As part of efforts making climate adaptation a driver of sustainable economic growth, the Climate Adaptation Business Alliance (CABA) was officially launched on Sunday in Nairobi, Kenya.
CABA, an African initiative has been expanded with Fiji, Rwanda, and Pakistan joining as founding members.
The launch event—hosted by Deutsche Gesellschaft für Internationale Zusammenarbeit (GIZ) under the PrivABoo initiative of the NDC Assist II project—brought together climate innovators, investors, policymakers and entrepreneurs.
A climate resilience leader with deep experience in Nigeria and the Lake Chad Basin, Suleiman Dikwa, has been appointed as CABA’s Executive Director.
Dikwa in a statement issued Sunday said CABA builds on the success of green sahara farms in climate-stressed regions of Nigeria and the Lake Chad Basin, promoting proven interventions like flood-resilient infrastructure, drought-tolerant agriculture, and nature-based community solutions
He noted: “This is not the era of incremental change—we are leading the Grand Transition,” he declared.
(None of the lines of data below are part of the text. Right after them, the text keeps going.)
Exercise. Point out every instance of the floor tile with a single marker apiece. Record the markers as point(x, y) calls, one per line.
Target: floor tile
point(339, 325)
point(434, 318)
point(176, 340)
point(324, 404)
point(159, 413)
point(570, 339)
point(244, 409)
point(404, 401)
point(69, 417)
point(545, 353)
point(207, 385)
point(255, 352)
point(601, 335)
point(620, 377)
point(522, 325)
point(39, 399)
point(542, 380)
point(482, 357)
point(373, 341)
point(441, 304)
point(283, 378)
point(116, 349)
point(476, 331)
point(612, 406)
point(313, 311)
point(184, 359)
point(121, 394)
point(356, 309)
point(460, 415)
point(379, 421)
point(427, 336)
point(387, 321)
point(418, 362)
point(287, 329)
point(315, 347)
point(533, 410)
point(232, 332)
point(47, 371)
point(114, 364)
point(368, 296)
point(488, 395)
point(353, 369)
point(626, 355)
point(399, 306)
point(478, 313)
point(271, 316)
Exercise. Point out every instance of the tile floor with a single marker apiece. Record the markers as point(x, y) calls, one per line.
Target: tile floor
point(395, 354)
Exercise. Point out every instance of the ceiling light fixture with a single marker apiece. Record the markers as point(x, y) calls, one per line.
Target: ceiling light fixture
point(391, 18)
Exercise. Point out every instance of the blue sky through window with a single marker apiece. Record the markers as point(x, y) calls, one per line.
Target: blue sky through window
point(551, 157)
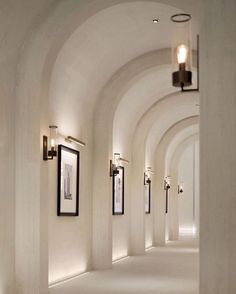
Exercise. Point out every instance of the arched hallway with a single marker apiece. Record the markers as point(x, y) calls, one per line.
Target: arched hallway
point(164, 270)
point(102, 157)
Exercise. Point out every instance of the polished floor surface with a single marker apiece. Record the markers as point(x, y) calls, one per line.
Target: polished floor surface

Africa is not waiting to be rescued; we are actively shaping the economy the Earth needs—resilient, regenerative, and just.”
Dikwa explained that three strategic pillars guiding CABA’s mission include: Certification, — establishing a globally recognised framework to certify credible climate adaptation enterprises, ensuring transparency, accountability, and protection against greenwashing.
He added: “Policy Reform, advocating for policy frameworks that value natural capital, incentivize regenerative practices, and embed resilience into national development strategies.
“Investment mobilisation, launching a climate adaptation deal flow platform to connect innovative SMEs and community-based projects with impact-driven capital for scalable solutions.”
Dikwa added that these models illustrate how adaptation efforts could spur both economic growth and social equity.
The alliance also introduced Denis Mijibi as its Executive Secretary, tasked with leading international collaboration, resource mobilisation, and strategic partnerships.
To drive momentum, CABA would establish sectoral working groups, implement a 100-day action plan, and outline a roadmap for onboarding new countries and partners through 2026.
This global expansion reflects a growing consensus: climate adaptation is not just a necessity—it is a major economic opportunity.
With bold leadership, innovative financing, and transnational cooperation, CABA seeks to become a global catalyst for transformative action benefiting vulnerable communities and the planet alike.